A few people have suggested me going over there but that just isnt an option, we cant afford flights and childcare and I cant leave the kids anyway. I feel like Im being pushed into fixing something that is much bigger than me, with no tools and no space and no energy, and the more she insists the more panicked I feel. I keep saying he needs support where he is, GP, school, someone, anyone, and she keeps coming back to “he just needs a break”. I dont know how to hold the boundary without feeling like a monster, but I also cant pretend this would be ok or helpful just because everyone is scared.

A few people have suggested me going over there but that just isnt an option, we cant afford flights and childcare and I cant leave the kids anyway.

I would assume your mum would pay for your flight (she would be paying for your brothers flight, per her suggestion), and if you went for a weekend surely your DH would have the kids?

If you don’t want to go for other reasons then of course that is completely fine, but if you did want to go I am sure the logistics could be sorted out.

OogieBoogiO · 23/01/2026 22:01

You are both being extremely unreasonable as you are gridlocked in a „two-solution-only“ debate without having properly explored what the actual problem is or having talked with your brother directly.

t’s a total anxious panicky response. Without more information how can you possibly know what’s best action.

Don’t feel like you have to defend yourself or give a yes or no answer to this question because the question is wrong. It’s now about „should be stay or go“ but about „what is a short/long term solution to his depression/breakup/failing school“. Do ask your mother a lot of questions to move the conversation back a bit. A LOT.

Also, you haven’t even clarified to anyone on this thread wether it’s a weekend getaway or a move we’re talking about. Maybe you don’t know yet. So how can your mum expect an answer when she hasn’t even clarified what she means by getting away. Will he drop out of school and start working, get away for a fun weekend and forget an embarrassing social situation / being cheated on or is it to escape from an ongoing issue with his mum?

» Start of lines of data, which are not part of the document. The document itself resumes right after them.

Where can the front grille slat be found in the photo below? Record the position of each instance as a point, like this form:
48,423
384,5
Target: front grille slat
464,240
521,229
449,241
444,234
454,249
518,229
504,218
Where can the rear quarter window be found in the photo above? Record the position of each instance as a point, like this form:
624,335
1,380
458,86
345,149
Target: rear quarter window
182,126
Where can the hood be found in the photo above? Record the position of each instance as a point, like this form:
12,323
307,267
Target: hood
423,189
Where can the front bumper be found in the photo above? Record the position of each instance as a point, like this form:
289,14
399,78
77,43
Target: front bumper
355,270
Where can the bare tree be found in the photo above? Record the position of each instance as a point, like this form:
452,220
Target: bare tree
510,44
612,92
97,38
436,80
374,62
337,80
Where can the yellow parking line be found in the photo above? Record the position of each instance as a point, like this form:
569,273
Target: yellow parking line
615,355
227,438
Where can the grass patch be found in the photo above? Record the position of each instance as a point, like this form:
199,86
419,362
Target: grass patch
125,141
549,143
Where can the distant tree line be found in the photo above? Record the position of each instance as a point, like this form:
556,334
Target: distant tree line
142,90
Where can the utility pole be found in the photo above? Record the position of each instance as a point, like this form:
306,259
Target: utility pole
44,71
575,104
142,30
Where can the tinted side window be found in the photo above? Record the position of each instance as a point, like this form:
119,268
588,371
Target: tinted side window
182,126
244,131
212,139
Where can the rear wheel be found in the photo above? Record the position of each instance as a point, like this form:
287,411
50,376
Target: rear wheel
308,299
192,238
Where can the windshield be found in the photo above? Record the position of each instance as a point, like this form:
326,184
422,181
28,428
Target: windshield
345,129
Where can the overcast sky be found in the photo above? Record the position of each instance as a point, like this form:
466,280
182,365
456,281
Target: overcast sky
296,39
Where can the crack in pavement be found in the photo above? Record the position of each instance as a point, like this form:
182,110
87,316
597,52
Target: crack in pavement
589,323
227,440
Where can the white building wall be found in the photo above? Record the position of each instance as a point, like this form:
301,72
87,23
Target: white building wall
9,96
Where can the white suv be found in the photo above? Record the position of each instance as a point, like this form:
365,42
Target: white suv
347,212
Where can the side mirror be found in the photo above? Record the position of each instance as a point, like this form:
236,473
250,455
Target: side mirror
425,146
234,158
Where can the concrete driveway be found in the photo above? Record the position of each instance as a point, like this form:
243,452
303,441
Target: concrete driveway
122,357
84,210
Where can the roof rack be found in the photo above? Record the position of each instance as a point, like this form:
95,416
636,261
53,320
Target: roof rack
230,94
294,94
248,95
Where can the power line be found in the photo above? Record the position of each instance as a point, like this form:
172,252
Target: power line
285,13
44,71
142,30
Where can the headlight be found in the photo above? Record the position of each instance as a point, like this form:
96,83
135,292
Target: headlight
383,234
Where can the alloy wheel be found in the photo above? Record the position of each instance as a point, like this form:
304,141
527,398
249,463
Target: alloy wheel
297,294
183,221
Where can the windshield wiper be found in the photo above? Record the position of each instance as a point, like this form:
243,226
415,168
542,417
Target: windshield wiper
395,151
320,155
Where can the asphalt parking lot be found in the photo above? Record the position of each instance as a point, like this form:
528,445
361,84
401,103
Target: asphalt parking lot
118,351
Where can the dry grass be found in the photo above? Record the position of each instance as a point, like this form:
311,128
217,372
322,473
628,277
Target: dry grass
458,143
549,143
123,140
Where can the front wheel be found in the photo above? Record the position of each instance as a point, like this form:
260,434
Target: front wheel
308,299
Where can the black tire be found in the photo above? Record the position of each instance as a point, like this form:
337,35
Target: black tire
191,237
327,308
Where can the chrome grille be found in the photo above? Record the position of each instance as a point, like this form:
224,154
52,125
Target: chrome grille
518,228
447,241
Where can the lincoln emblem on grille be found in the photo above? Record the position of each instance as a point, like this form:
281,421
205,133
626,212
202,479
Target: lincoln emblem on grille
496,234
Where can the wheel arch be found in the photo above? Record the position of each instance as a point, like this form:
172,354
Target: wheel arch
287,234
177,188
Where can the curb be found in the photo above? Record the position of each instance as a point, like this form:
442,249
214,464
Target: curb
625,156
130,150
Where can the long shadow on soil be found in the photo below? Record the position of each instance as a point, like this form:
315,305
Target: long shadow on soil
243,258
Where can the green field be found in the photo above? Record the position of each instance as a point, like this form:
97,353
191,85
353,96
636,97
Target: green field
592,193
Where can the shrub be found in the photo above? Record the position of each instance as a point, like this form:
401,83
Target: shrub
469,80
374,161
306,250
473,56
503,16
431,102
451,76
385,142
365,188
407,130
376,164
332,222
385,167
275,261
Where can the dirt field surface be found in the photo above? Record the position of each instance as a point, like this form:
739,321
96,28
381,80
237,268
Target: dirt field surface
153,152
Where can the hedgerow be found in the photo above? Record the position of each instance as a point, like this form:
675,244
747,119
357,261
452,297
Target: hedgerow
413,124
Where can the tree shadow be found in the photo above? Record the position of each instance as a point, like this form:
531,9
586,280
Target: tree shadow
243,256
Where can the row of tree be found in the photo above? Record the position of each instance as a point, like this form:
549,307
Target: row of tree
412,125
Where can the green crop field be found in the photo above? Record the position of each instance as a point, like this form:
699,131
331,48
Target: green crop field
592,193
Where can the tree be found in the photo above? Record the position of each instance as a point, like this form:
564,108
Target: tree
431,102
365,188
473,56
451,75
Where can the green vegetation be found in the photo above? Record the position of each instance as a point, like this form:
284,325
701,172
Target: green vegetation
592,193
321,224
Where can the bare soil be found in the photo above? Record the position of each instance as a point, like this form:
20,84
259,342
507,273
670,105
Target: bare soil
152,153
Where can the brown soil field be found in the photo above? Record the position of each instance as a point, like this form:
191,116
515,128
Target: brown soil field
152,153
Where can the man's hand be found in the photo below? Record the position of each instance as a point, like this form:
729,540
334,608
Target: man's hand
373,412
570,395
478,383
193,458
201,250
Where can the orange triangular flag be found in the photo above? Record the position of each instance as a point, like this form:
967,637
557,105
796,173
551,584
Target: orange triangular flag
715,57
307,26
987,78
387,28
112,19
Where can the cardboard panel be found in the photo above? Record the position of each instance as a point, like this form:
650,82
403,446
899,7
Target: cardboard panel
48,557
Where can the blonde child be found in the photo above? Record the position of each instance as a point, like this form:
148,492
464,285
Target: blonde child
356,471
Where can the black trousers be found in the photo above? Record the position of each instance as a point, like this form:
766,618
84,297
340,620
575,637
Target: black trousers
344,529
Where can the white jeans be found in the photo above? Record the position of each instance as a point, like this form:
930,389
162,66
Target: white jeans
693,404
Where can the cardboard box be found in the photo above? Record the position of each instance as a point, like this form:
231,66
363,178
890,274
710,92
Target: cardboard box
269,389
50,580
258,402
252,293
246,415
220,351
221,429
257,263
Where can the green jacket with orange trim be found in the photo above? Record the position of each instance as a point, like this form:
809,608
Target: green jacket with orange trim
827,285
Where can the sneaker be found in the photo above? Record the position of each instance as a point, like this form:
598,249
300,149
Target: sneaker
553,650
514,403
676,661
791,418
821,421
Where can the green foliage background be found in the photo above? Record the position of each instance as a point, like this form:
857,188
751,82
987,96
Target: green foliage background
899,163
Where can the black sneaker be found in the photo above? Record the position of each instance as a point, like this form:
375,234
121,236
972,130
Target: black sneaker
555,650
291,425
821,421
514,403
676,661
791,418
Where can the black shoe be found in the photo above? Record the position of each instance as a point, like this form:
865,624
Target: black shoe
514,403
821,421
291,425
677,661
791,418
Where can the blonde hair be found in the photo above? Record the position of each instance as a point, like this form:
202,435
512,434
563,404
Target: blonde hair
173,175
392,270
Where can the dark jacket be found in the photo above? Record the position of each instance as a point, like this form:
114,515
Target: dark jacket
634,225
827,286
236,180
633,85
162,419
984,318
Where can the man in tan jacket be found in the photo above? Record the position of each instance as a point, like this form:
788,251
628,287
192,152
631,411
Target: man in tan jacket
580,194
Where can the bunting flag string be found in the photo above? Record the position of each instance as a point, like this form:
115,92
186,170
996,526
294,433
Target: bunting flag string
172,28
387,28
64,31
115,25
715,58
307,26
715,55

You’re allowed to find out more information before being pressured into answering. you’re allowed to residier the question and back the conversation- don’t get gridlocked.

You are not unreasonable to consider wether a visit is even helpful to your brother and to decline based on your own family’s needs. You sound easily manipulated by feelings of guilt (so am I btw) and connect this to your self worth. You are allowed to say no, based on your situation, EVEN if it turns out visiting would indeed be the best thing for your brother. You are allowed to disappoint your DM and DB. It’s

Maray1967 · 23/01/2026 22:05

OriginalUsername2 · 23/01/2026 15:19

Your mum has a strange idea of what a 14 year old boy needs when he’s upset. She needs to talk to her teenager and find out what’s wrong, not send him off to a tiny flat full of small children.

This! It’s your DM’s job to support and care for her son. No way should she be shipping him off to you.